Гонюкович махнул рукой, дескать, ступай: добиться от Алёшеньки было ничего решительно невозможно. Он вошел в кабинет, Павел ел вареное яйцо и хлеб. В стакане с подстаканником плавала в чае долька лимона. Он с большим удовольствием ел бы сейчас сало, но сало есть при Алёшеньке было категорически запрещено.
— Бон аппетит.
— Мерси.
— Давай, ты доешь, и расскажешь.
— Я уже все.
Мироненко стряхнул крошки на ладонь, а оттуда — в рот, и ознакомил Алёшеньку с результатами беседы. Ребята играли, видят — из канавы ботинок торчит. Поворошили — а он на ноге. Позвали взрослых. Там дожди размыли, труп был слегка землей присыпан. Ничего важного сообщить не могут.
— Может, устроим шторм в мозгах?
— Мозговой штурм?
— Ага. Смотри, Паша. У него ампула была в руке. Не в свинцовом контейнере, не в специальной упаковке, а в руке. Это означает: четыре варианта. Номер один…
— Говорят «первое».
— Хорошо. Номер первое.
Паша старательно записывал все, что говорил Алёшенька. Тот научил его так делать: «Вы, люди, когда слушаете, то часть информации не слышите, теряете. Особенно женщины. А потом ты читаешь снова, и видишь, чего не заметил раньше. А лучше два раза перечитать, или даже три. Поэтому всегда пиши».
Павел вдруг отложил ручку:
— Я думаю, что эта ампула еще где-то погуляла. Её могли использовать, чтобы устранить кого-нибудь. Например, вставить в стул Гонюковичу, чтобы он медленно угасал.
— Я тоже так думаю, но это не доказанный факт, — согласился Алёшенька.
Зазвонил телефон.
— Мироненко — на опознание.
— Я поехал.
— Давай, дуй. Я пока отчет напечатаю.
— Виктор Фёдорович, а я думаю, что дело тут нечистое.
Гонюкович любовно поливал в кабинете своих деточек. У него была просто страсть к разведению роз. На подоконнике у врио главы одесского угрозыска стояли красно-черная чайная Боркороле, будто специально выкрашенная в цвета Правого Сектора, плетистая Фламентанц, Патио и несколько Шрабов. Позади своего командира мялся старший лейтенант Курицын, которого Алёшенька называл «правой ногой» Гонюковича.
— Говори.
— Чебурашка же каждое утро приходит на работу с рыбой себе на ужин.
— И?
— И я подумал: а где он её берет-то?
— Как где? В магазине. Хотя…
Начальство замерло в задумчивости.
— Вот, и я — о том же. В восемь утра все магазины закрыты.
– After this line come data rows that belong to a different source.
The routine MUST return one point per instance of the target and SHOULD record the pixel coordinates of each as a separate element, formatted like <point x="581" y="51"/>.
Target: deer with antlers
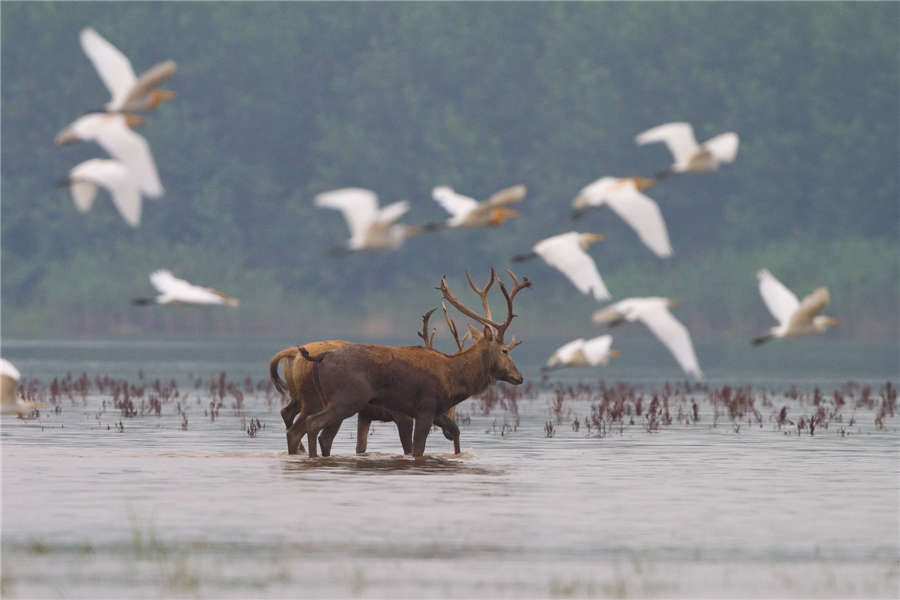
<point x="304" y="399"/>
<point x="418" y="382"/>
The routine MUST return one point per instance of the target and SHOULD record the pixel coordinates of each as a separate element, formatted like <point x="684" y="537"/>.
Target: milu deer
<point x="304" y="398"/>
<point x="418" y="382"/>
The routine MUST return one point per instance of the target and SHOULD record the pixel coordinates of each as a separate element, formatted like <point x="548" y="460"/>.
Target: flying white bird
<point x="623" y="195"/>
<point x="468" y="212"/>
<point x="9" y="403"/>
<point x="371" y="228"/>
<point x="113" y="133"/>
<point x="582" y="353"/>
<point x="654" y="313"/>
<point x="178" y="291"/>
<point x="691" y="157"/>
<point x="128" y="91"/>
<point x="794" y="317"/>
<point x="567" y="253"/>
<point x="115" y="177"/>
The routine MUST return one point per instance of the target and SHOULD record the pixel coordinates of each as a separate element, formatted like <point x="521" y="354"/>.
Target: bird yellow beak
<point x="642" y="183"/>
<point x="133" y="120"/>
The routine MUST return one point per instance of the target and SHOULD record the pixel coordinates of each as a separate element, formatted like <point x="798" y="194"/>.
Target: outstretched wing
<point x="455" y="204"/>
<point x="509" y="195"/>
<point x="811" y="306"/>
<point x="673" y="335"/>
<point x="133" y="151"/>
<point x="392" y="212"/>
<point x="679" y="137"/>
<point x="564" y="253"/>
<point x="723" y="147"/>
<point x="782" y="302"/>
<point x="597" y="349"/>
<point x="359" y="207"/>
<point x="642" y="214"/>
<point x="149" y="79"/>
<point x="112" y="66"/>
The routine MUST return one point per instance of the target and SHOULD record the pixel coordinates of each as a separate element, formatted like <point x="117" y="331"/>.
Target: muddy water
<point x="202" y="509"/>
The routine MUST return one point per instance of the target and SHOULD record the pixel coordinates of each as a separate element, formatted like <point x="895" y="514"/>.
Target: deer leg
<point x="363" y="421"/>
<point x="327" y="437"/>
<point x="424" y="421"/>
<point x="338" y="410"/>
<point x="450" y="429"/>
<point x="404" y="428"/>
<point x="295" y="435"/>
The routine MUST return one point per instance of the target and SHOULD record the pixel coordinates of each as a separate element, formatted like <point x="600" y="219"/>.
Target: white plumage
<point x="174" y="290"/>
<point x="582" y="353"/>
<point x="794" y="317"/>
<point x="691" y="157"/>
<point x="9" y="382"/>
<point x="112" y="175"/>
<point x="114" y="135"/>
<point x="468" y="212"/>
<point x="128" y="91"/>
<point x="370" y="227"/>
<point x="654" y="313"/>
<point x="639" y="211"/>
<point x="566" y="252"/>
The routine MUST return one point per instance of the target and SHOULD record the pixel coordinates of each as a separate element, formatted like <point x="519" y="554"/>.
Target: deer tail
<point x="279" y="384"/>
<point x="310" y="357"/>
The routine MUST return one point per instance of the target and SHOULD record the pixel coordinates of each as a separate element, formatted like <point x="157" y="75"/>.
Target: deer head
<point x="491" y="343"/>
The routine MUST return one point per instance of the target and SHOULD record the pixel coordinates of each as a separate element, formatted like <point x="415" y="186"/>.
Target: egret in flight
<point x="654" y="313"/>
<point x="129" y="92"/>
<point x="469" y="213"/>
<point x="123" y="188"/>
<point x="567" y="253"/>
<point x="582" y="353"/>
<point x="691" y="157"/>
<point x="114" y="134"/>
<point x="371" y="227"/>
<point x="173" y="290"/>
<point x="623" y="195"/>
<point x="794" y="317"/>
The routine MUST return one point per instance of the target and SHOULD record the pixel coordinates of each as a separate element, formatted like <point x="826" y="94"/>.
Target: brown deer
<point x="418" y="382"/>
<point x="304" y="399"/>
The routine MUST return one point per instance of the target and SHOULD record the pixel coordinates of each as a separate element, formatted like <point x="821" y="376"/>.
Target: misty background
<point x="280" y="101"/>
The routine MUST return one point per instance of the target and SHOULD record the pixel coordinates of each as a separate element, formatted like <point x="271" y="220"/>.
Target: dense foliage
<point x="279" y="101"/>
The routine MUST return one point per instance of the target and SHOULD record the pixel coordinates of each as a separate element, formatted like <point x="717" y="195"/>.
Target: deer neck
<point x="468" y="373"/>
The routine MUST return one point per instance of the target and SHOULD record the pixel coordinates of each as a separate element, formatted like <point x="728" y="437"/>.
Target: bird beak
<point x="642" y="183"/>
<point x="66" y="136"/>
<point x="133" y="120"/>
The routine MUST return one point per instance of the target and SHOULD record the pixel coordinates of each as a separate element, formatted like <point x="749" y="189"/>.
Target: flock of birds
<point x="131" y="174"/>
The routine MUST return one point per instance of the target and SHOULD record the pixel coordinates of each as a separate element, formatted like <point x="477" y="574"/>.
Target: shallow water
<point x="692" y="510"/>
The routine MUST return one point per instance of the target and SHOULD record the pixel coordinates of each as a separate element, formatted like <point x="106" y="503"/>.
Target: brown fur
<point x="418" y="382"/>
<point x="306" y="399"/>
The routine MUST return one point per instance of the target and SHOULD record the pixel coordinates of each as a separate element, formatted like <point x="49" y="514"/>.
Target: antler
<point x="452" y="326"/>
<point x="500" y="328"/>
<point x="483" y="291"/>
<point x="517" y="287"/>
<point x="429" y="341"/>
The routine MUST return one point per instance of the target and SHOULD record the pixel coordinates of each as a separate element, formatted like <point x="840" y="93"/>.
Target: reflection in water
<point x="375" y="462"/>
<point x="188" y="504"/>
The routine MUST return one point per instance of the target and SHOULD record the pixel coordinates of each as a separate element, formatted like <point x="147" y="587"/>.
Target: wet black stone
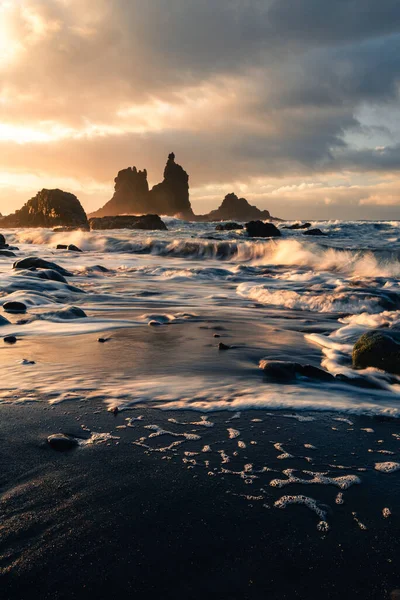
<point x="222" y="346"/>
<point x="14" y="307"/>
<point x="39" y="263"/>
<point x="61" y="442"/>
<point x="261" y="229"/>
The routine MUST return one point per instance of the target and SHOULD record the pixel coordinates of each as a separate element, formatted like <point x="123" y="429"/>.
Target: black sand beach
<point x="114" y="518"/>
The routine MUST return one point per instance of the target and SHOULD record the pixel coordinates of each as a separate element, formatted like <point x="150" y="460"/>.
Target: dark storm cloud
<point x="294" y="74"/>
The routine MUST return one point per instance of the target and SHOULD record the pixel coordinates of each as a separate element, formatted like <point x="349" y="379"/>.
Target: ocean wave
<point x="277" y="252"/>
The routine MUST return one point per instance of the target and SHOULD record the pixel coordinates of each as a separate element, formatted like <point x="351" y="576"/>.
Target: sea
<point x="164" y="301"/>
<point x="144" y="450"/>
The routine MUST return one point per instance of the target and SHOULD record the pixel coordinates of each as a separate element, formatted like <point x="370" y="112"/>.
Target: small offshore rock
<point x="228" y="226"/>
<point x="61" y="442"/>
<point x="314" y="232"/>
<point x="377" y="349"/>
<point x="297" y="226"/>
<point x="283" y="370"/>
<point x="149" y="222"/>
<point x="154" y="323"/>
<point x="14" y="307"/>
<point x="51" y="275"/>
<point x="73" y="248"/>
<point x="261" y="229"/>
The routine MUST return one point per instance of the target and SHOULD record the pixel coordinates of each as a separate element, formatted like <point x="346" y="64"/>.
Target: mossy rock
<point x="377" y="349"/>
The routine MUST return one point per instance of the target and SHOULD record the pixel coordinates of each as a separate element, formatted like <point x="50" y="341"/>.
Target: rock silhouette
<point x="133" y="197"/>
<point x="261" y="229"/>
<point x="128" y="222"/>
<point x="49" y="208"/>
<point x="171" y="196"/>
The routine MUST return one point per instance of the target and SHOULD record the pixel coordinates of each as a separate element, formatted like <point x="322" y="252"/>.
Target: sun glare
<point x="8" y="45"/>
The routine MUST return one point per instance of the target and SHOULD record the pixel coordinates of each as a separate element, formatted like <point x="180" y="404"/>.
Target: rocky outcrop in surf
<point x="171" y="196"/>
<point x="261" y="229"/>
<point x="133" y="197"/>
<point x="235" y="209"/>
<point x="49" y="208"/>
<point x="377" y="349"/>
<point x="149" y="222"/>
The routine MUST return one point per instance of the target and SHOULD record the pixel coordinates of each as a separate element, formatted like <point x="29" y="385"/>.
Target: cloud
<point x="241" y="90"/>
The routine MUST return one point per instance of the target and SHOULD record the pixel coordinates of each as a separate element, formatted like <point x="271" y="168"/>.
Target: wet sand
<point x="114" y="518"/>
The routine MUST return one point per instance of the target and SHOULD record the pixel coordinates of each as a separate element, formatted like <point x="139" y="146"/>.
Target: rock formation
<point x="235" y="209"/>
<point x="133" y="197"/>
<point x="378" y="349"/>
<point x="48" y="209"/>
<point x="171" y="196"/>
<point x="128" y="222"/>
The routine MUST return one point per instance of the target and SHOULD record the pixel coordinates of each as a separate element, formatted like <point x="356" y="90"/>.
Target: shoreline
<point x="124" y="519"/>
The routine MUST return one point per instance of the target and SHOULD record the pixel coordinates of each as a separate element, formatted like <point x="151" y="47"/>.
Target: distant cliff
<point x="49" y="208"/>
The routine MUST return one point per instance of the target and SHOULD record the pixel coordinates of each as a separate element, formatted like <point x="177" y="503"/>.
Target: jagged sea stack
<point x="49" y="208"/>
<point x="131" y="195"/>
<point x="171" y="196"/>
<point x="235" y="209"/>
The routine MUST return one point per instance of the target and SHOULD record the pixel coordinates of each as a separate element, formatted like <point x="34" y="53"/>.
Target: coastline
<point x="124" y="519"/>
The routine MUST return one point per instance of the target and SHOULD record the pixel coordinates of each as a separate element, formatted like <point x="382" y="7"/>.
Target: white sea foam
<point x="387" y="467"/>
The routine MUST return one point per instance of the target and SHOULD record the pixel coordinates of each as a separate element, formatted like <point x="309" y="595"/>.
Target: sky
<point x="293" y="104"/>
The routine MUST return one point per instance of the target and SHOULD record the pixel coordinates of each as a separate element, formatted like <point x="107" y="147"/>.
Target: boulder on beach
<point x="61" y="442"/>
<point x="283" y="370"/>
<point x="234" y="208"/>
<point x="314" y="232"/>
<point x="14" y="307"/>
<point x="49" y="274"/>
<point x="228" y="226"/>
<point x="70" y="247"/>
<point x="261" y="229"/>
<point x="47" y="209"/>
<point x="67" y="313"/>
<point x="33" y="262"/>
<point x="148" y="222"/>
<point x="378" y="349"/>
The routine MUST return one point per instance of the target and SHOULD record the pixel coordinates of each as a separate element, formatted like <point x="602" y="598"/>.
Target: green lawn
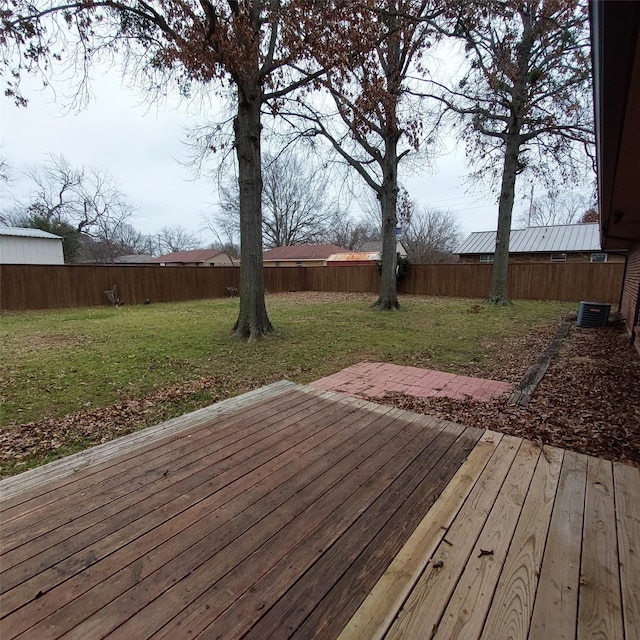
<point x="65" y="361"/>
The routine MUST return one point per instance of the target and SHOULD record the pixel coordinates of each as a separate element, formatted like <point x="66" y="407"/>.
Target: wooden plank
<point x="377" y="612"/>
<point x="38" y="478"/>
<point x="109" y="472"/>
<point x="133" y="471"/>
<point x="555" y="610"/>
<point x="465" y="614"/>
<point x="512" y="605"/>
<point x="425" y="605"/>
<point x="184" y="513"/>
<point x="305" y="523"/>
<point x="159" y="565"/>
<point x="627" y="494"/>
<point x="599" y="608"/>
<point x="298" y="602"/>
<point x="100" y="518"/>
<point x="346" y="596"/>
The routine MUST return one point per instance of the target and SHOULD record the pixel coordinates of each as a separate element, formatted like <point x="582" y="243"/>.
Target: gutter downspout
<point x="636" y="316"/>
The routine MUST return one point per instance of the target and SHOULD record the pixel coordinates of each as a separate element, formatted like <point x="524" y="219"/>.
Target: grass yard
<point x="180" y="356"/>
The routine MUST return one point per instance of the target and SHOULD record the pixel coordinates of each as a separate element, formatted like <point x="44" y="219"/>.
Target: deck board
<point x="512" y="604"/>
<point x="599" y="607"/>
<point x="555" y="611"/>
<point x="627" y="493"/>
<point x="291" y="512"/>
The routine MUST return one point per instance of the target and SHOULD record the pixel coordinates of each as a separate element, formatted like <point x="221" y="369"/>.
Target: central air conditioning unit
<point x="593" y="314"/>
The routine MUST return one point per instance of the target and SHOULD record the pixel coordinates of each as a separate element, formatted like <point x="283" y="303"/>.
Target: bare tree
<point x="380" y="116"/>
<point x="295" y="205"/>
<point x="255" y="49"/>
<point x="83" y="205"/>
<point x="524" y="98"/>
<point x="350" y="233"/>
<point x="555" y="208"/>
<point x="176" y="238"/>
<point x="430" y="235"/>
<point x="85" y="198"/>
<point x="110" y="243"/>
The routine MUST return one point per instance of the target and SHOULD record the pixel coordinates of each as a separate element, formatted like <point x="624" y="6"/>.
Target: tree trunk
<point x="498" y="293"/>
<point x="253" y="321"/>
<point x="388" y="298"/>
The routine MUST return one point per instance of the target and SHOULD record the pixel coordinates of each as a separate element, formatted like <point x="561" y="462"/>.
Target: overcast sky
<point x="143" y="148"/>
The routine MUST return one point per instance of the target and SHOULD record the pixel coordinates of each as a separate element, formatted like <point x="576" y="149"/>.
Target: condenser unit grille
<point x="593" y="314"/>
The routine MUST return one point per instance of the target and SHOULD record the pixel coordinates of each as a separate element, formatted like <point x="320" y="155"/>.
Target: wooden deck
<point x="296" y="513"/>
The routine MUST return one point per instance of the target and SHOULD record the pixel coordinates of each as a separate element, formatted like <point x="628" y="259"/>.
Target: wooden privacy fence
<point x="46" y="287"/>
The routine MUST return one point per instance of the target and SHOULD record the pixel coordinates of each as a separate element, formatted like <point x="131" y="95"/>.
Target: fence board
<point x="25" y="287"/>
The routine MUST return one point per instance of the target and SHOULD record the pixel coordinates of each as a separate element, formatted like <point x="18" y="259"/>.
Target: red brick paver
<point x="375" y="379"/>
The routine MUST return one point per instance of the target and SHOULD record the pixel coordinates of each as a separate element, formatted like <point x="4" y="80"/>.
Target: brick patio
<point x="375" y="379"/>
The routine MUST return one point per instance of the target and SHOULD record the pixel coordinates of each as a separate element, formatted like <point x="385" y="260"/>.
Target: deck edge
<point x="33" y="478"/>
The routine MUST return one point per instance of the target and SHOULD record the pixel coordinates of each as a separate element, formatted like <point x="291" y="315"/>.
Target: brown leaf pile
<point x="588" y="401"/>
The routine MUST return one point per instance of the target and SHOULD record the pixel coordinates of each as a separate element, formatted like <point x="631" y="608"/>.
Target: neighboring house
<point x="301" y="255"/>
<point x="29" y="246"/>
<point x="558" y="243"/>
<point x="376" y="245"/>
<point x="137" y="258"/>
<point x="615" y="32"/>
<point x="353" y="258"/>
<point x="198" y="258"/>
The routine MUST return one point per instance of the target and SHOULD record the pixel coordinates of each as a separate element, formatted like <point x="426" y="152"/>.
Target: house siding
<point x="584" y="256"/>
<point x="630" y="293"/>
<point x="29" y="250"/>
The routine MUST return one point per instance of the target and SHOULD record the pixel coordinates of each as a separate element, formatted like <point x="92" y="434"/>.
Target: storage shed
<point x="29" y="246"/>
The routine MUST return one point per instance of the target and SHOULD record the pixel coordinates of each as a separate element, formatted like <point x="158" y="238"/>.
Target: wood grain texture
<point x="15" y="489"/>
<point x="423" y="610"/>
<point x="350" y="590"/>
<point x="555" y="610"/>
<point x="600" y="608"/>
<point x="195" y="519"/>
<point x="627" y="494"/>
<point x="377" y="612"/>
<point x="512" y="604"/>
<point x="465" y="614"/>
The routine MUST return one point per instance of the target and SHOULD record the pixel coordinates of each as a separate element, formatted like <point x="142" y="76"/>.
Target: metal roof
<point x="355" y="256"/>
<point x="300" y="252"/>
<point x="196" y="255"/>
<point x="550" y="239"/>
<point x="20" y="232"/>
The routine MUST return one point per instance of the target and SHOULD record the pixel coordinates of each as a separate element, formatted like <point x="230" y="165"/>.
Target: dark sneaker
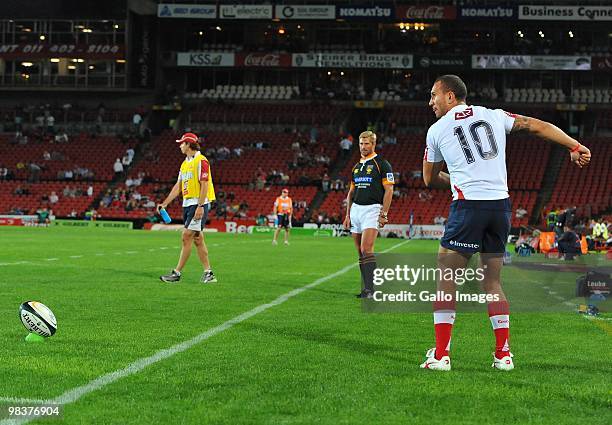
<point x="208" y="277"/>
<point x="173" y="277"/>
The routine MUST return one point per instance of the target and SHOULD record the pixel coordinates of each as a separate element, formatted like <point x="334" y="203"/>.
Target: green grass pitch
<point x="316" y="358"/>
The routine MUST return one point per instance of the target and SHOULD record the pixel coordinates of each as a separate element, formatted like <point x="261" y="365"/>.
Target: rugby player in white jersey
<point x="471" y="140"/>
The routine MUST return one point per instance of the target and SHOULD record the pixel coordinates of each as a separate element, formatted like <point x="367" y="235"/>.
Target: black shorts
<point x="189" y="212"/>
<point x="478" y="226"/>
<point x="282" y="220"/>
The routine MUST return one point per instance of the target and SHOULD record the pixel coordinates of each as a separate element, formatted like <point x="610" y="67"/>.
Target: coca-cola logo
<point x="425" y="12"/>
<point x="258" y="59"/>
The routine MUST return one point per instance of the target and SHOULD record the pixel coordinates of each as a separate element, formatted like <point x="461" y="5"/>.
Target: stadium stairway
<point x="553" y="167"/>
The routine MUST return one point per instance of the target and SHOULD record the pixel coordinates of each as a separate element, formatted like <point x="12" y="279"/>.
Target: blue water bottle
<point x="165" y="216"/>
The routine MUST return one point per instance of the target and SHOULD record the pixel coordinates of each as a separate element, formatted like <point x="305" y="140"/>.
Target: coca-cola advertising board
<point x="427" y="12"/>
<point x="263" y="60"/>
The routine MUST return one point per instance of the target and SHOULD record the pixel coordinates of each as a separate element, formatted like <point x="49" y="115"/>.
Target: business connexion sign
<point x="573" y="63"/>
<point x="351" y="61"/>
<point x="305" y="12"/>
<point x="196" y="11"/>
<point x="565" y="13"/>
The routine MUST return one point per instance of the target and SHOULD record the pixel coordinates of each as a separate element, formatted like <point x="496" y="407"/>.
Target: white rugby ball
<point x="38" y="318"/>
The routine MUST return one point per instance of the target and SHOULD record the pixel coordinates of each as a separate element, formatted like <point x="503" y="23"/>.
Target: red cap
<point x="189" y="138"/>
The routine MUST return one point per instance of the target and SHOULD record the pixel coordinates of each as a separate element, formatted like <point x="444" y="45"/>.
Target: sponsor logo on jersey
<point x="187" y="176"/>
<point x="464" y="114"/>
— Молодец, Володя. Не зря ты в угрозыске работаешь. Выясни это дело.
— Слушаюсь, пан подполковник.
Алёшенька посмотрел на часы в компьютере:
— Я думал, тебя уже не будет. Время-то — пора с работы убегать.
— Важная информация, — сказал Паша, садясь на стул у двери, и оттирая пот со лба. Видно было, как он торопился, чтобы застать начальника на месте. — У меня две новости, одна хорошая, а вторая плохая.
— А какая разница?
— Просто так говорят.
— Давай.
— Какую?
— Лучше с плохой. Чтобы я сначала огорчился, а потом — обрадовался. Или нет, давай, попробуем наоборот.
— Труп идентифицировали. Это Пётр Чистяков. 22 года. Только женился. Пропал через три дня.
— А плохая?
— Он курсант военного училища. Наше дело передадут в военную прокуратуру.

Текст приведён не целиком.